Can State, Local Governments Save Hundreds of Millions by Furloughing Workers?

Proposed bipartisan plan would save money by furloughing workers while ensuring they qualify for enhanced federal unemployment benefits
Senate President Steve Sweeney

Two New Jersey lawmakers are proposing a new way for state and local government to save millions of dollars by partially furloughing workers during the coronavirus pandemic.

At the same time, their plan seeks to ease the blow on those furloughed workers by ensuring they can qualify for enhanced federal unemployment benefits even as they miss time at work.

New Jersey appears to be the first state to consider this approach to COVID-19 furloughs.

The proposal detailed in draft legislation provided to NJ Spotlight on Monday is a twist on the state’s existing “job-sharing” law, which is designed to reduce the need for mass layoffs during times of economic downturn by providing employers with incentives to only reduce employee hours.

It also relies on beefed-up unemployment checks that are being funded by the federal government through the end of July under the $2 trillion stimulus bill that was enacted by the Congress late last month in response to the pandemic.

The projected savings

The legislation is sponsored by Sens. Steve Sweeney (D-Gloucester), Nellie Pou (D-Passaic) and Steve Oroho (R-Sussex), and savings estimates range from $150 million for the state to potentially three times that amount combined for local governments, depending on how many would participate.

“The purpose of this bill is to facilitate the providing of the maximum possible benefits for employees and savings for employers in the State from the federal financing of unemployment benefits,” the draft legislation said.

The bill’s pending introduction comes as Gov. Phil Murphy has repeatedly warned that New Jersey’s revenue projections are taking a tumble as COVID-19 infections continue to increase, and as the state continues to adhere to strict social-distancing measures in an effort to prevent further spread of the virus. They include closing many businesses that have been deemed “nonessential” by the governor.

Murphy, a first-term Democrat, has in recent days called for direct financial aid from the federal government to offset projected revenue losses, and he has also submitted to legislative leaders draft legislation that calls for the state to attempt to use emergency bonding powers that are written into the state Constitution to help fortify coffers during times of war or natural disaster.

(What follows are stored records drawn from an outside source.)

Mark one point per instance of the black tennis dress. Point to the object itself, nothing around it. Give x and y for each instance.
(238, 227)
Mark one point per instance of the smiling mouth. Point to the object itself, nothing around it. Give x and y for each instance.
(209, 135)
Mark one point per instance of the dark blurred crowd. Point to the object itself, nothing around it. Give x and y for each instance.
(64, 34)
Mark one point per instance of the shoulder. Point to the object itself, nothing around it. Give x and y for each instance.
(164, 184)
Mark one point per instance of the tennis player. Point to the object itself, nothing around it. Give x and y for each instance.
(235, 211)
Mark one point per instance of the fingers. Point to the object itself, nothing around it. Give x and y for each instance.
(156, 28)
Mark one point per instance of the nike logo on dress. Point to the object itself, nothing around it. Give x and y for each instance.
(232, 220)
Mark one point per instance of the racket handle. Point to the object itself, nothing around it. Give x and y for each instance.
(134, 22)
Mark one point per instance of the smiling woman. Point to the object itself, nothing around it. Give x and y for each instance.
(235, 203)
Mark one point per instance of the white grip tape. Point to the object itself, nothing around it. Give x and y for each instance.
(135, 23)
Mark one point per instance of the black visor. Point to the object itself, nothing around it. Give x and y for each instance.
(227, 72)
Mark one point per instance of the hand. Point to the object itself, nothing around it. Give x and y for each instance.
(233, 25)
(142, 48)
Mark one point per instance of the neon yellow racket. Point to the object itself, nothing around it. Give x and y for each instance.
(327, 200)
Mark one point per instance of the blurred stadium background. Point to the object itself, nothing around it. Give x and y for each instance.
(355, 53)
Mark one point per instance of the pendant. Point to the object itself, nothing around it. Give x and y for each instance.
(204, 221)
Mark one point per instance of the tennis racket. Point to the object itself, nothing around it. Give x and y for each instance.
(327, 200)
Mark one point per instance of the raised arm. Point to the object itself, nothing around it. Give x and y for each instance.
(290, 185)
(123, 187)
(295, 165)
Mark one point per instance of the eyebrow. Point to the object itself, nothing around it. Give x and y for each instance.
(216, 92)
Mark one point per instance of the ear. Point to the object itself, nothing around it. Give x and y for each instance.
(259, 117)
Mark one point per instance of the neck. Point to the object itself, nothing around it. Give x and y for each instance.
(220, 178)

The Murphy administration has yet to publicly detail how much lost revenue it is expecting through the end of the current fiscal “year,” which has been extended on emergency basis by three months to the end of September.

COVID-19 losses, a moving target

In a recent bond disclosure, the administration said only that it would be “some time before the State is able to fully assess how the varying impacts of COVID-19 will impact its revenues and expenditures, both for this fiscal year and for future fiscal years.”

The Murphy administration indicated in the same bond disclosure that it has extended the term of a $1.5 billion short-term borrowing issue to the end of September. The disclosure also suggested the administration is seeking legislative approval for as much as $5 billion in an emergency bonding in response to the pandemic.

While Assembly Speaker Craig Coughlin (D-Middlesex) has indicated a willingness to work with the Murphy administration on its borrowing proposal, Sweeney has yet to go that far. Instead, he’s announced the formation of a new bipartisan working group to study the economic fallout from the coronavirus led by Sens. Paul Sarlo (D-Bergen) and Steve Oroho (R-Sussex).

Sweeney is also co-sponsoring the bipartisan measure with Pou and Oroho that would seek to generate as much as $750 million in savings for state, local and county governments in New Jersey by allowing for the temporary furloughing of some public-sector employees to occur through the end of July. The sponsors’ savings estimates are based on an assumption that one-quarter of the 400,000 workers who are employed by state, local and county governments in New Jersey at various pay grades will end up being furloughed for three days each week over a three-month period.

Thanks to the provisions of the state’s 2011 job-sharing law — which also applies to private-sector employers — temporarily furloughed employees can still qualify for unemployment benefits under plans approved by the state. Under the draft legislation, furloughed public employees would be able to get about the same, or in some cases, better pay even as they miss time at work during the pandemic, thanks to the federal stimulus bill, which is funding enhanced unemployment benefits worth an extra $600 a week for many workers through the end of July.

Furloughed workers would also still qualify for full benefits, and their employers may see a benefit in the form of lower unemployment taxes, under the state law. At the same time, the sponsors are proposing protections for workers to ensure all pension credits and seniority rights continue to accrue as they would under more normal circumstances, according to the draft legislation.

While most of the savings would accrue to local and county governments, the $150 million in estimated savings for the state is roughly equal to the amount of funding for Homestead property-tax relief benefits that were due to go out in May before being pulled back by the Murphy administration as part of a nearly $1 billion spending freeze announced late last month.

Asked for comment on the draft legislation on Monday, Murphy press secretary Alyana Alfaro Post said, “While the governor’s office does not comment on specific or pending legislation, Gov. Murphy remains committed to ensuring that as many New Jerseyans as possible remain gainfully employed as we combat the COVID-19 pandemic.”